The second proviso limits the exemption from taxation to such institutions of learning “as are open to the general public.” The intent and purpose of this second proviso is not definite, but uncertain. The requirement that the exempted institutions of learning must be “open to the general public” is without limitation or qualification. It can not be debated but that the term “general public” includes all of the public, many thousands of whom would be unfit to seek instruction at the college level by reason of extreme youth, extreme age, poor health, or by reason of total lack of preparation essential to satisfactory accomplishment at the college level. The term “open to the general public” therefore means, and could mean, only those qualified students acceptable to and approved by the admissions authority of the school or college. This construction accords with the charter of Emory University, since no limitation is imposed therein as to the admission of students.

The third proviso, “that all endowments to institutions established for white people, shall be limited to white people, and all endowments to institutions established for colored people, shall be limited to colored people,” is ambiguous, vague, and uncertain, as to the intent of its application. Does this proviso, properly construed, mean that colleges and other institutions of learning might use all grounds, buildings, furnishings, tuitions, fees, and income from all sources for the benefit of all students who might be accepted, without regard to color or race, and not *325endanger the exemption from taxation granted in the body of the act, excepting only an existing endowment? Or would use of a part of the endowment for students other than those for whom the college was established subject all property to taxation? If taxation is to be applied to endowments only in instances where the college or,institution of learning is open to the general public, would taxation apply only to so much of the endowment as might be used annually, or would the total of the endowment be subject to taxation, if any part should be used other than for the benefit of students for whose benefit the college was established? Nothing is said in the third proviso about income on endowments. Assuming that there is no encroachment on the corpus of the fund composing the endowment, would the interest or income from the endowment be exempt from taxation regardless of its use, since it is not mentioned in the proviso, or would the income only, being the only part used, be subject to taxation?

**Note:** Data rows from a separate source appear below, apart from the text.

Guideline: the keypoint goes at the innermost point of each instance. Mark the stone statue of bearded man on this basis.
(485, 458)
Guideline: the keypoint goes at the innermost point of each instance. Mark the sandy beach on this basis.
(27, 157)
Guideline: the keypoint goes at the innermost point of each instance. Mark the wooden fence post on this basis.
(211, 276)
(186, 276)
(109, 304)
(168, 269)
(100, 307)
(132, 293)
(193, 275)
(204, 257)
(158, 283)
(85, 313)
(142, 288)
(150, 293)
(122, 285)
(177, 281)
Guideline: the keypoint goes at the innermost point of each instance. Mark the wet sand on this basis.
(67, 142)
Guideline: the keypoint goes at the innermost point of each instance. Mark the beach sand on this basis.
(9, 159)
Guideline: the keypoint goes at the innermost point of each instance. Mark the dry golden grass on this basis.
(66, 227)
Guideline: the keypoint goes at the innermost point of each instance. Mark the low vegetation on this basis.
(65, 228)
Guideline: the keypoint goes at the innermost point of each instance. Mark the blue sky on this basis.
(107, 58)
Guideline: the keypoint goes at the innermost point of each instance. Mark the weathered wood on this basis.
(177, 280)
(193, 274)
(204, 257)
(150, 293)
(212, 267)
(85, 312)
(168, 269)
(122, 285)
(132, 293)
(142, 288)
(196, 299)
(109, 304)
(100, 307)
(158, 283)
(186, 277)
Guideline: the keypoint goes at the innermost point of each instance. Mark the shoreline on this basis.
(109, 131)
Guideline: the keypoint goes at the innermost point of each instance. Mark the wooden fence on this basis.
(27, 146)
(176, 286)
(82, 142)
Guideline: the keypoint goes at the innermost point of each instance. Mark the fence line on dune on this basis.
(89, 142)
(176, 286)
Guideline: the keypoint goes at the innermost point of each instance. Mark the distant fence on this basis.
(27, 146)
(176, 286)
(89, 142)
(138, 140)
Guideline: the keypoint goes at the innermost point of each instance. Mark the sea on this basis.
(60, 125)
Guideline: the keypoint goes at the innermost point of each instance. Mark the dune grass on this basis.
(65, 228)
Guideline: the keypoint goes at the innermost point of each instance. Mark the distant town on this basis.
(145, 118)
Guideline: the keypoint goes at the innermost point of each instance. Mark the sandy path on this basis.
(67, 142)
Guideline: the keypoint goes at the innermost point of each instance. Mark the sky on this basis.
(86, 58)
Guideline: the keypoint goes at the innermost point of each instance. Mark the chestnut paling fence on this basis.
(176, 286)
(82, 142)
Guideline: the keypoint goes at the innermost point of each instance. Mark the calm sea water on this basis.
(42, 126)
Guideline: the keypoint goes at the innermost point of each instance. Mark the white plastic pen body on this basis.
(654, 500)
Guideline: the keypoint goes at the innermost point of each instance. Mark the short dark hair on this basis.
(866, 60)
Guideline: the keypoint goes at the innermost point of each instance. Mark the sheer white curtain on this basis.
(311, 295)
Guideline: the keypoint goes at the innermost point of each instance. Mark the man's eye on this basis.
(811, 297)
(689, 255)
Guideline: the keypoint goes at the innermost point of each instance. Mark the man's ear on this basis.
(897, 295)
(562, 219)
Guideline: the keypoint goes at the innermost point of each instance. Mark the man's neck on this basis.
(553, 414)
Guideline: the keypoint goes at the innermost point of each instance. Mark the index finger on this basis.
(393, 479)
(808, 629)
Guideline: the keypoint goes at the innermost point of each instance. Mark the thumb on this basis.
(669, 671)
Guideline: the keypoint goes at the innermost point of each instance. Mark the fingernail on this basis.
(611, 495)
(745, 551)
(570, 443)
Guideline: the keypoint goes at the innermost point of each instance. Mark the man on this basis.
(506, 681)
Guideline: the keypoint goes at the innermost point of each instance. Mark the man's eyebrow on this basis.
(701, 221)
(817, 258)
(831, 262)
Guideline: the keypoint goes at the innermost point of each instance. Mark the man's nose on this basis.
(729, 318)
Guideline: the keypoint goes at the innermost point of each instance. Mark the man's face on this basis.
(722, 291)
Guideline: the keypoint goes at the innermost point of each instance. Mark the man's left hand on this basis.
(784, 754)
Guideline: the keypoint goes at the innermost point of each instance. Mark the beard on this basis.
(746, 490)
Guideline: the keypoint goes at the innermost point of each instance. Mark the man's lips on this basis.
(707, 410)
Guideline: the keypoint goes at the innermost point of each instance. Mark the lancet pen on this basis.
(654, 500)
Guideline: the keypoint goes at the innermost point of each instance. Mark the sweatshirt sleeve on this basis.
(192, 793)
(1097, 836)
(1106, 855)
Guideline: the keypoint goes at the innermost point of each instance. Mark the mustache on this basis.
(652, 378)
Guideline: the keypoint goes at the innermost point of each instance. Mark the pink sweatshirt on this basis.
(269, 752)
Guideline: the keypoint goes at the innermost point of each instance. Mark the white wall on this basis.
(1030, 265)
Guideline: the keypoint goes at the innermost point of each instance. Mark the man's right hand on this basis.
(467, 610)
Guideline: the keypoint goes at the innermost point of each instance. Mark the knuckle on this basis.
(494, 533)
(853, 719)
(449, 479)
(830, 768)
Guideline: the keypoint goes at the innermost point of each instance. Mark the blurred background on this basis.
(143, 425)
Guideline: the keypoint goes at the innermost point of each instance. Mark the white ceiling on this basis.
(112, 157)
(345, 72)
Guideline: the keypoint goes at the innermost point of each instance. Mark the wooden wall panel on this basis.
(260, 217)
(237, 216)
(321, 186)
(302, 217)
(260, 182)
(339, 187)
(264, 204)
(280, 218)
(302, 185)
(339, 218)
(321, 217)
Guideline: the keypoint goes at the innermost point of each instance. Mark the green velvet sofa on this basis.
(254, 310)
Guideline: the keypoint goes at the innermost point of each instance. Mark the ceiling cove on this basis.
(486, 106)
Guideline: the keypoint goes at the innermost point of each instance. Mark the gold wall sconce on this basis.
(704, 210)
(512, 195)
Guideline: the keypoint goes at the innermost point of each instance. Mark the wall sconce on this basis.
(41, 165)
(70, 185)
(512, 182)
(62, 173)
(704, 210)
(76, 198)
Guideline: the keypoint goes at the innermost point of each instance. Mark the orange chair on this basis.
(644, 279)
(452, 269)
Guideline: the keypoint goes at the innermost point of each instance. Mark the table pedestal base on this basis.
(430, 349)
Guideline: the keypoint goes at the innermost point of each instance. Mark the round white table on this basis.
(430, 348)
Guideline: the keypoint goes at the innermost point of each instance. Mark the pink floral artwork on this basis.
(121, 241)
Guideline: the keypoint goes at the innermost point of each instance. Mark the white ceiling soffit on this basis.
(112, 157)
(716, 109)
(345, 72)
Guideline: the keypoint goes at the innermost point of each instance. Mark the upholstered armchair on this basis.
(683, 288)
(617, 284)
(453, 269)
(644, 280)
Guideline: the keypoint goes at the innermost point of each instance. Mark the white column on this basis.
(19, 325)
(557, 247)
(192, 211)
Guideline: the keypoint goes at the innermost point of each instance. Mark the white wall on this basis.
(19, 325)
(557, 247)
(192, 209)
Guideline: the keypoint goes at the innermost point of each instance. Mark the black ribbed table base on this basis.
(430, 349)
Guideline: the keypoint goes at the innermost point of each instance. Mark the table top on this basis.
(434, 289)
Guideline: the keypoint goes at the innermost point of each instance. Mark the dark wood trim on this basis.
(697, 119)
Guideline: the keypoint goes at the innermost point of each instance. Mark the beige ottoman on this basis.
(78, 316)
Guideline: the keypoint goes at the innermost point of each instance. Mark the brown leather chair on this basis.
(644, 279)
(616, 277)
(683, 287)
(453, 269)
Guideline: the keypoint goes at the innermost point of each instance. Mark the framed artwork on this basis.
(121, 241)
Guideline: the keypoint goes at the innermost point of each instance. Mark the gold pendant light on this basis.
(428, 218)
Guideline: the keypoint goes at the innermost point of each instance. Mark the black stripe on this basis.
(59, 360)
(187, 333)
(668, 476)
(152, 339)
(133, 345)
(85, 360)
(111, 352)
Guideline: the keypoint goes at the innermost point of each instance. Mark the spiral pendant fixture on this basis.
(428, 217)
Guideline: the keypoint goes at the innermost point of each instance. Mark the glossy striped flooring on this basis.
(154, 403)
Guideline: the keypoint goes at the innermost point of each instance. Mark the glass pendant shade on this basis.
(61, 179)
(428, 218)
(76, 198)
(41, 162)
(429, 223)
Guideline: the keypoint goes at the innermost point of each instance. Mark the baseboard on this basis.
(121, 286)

While other illustrations might be suggested to demonstrate the vagueness and uncertainty of the third proviso, the foregoing is sufficient to demonstrate uncertainty to such extent as to totally defeat the purported limitation on the use of endowments. Especially is this true since the body of the act exempts both endowments and all “intangible personal property owned or irrevocably held in trust.” At the time the constitutional exemption was granted and the tax exemption statute enacted pursuant thereto, money was included in the legal definition of intangible personal property. Code Ann. § 92-113. While an endowment might exist in property other than money, the income therefrom would be payable in money or its equivalent. The third proviso being incapable of any legal construction as applicable to the exemption from taxation, and being otherwise in conflict with the body of the act, if construed as limiting the exemption granted, the proviso must fall, and the body of the act must prevail. Penick v. High Shoals Mfg. Co., 113 Ga. 592 (38 SE 973).

I concur in the majority view that Emory University may consider the applications of students without regard to color or race and may accept students pursuant to its standards and requirements, without endangering its exemption from taxation as an educational institution. I concur in the judgment of reversal.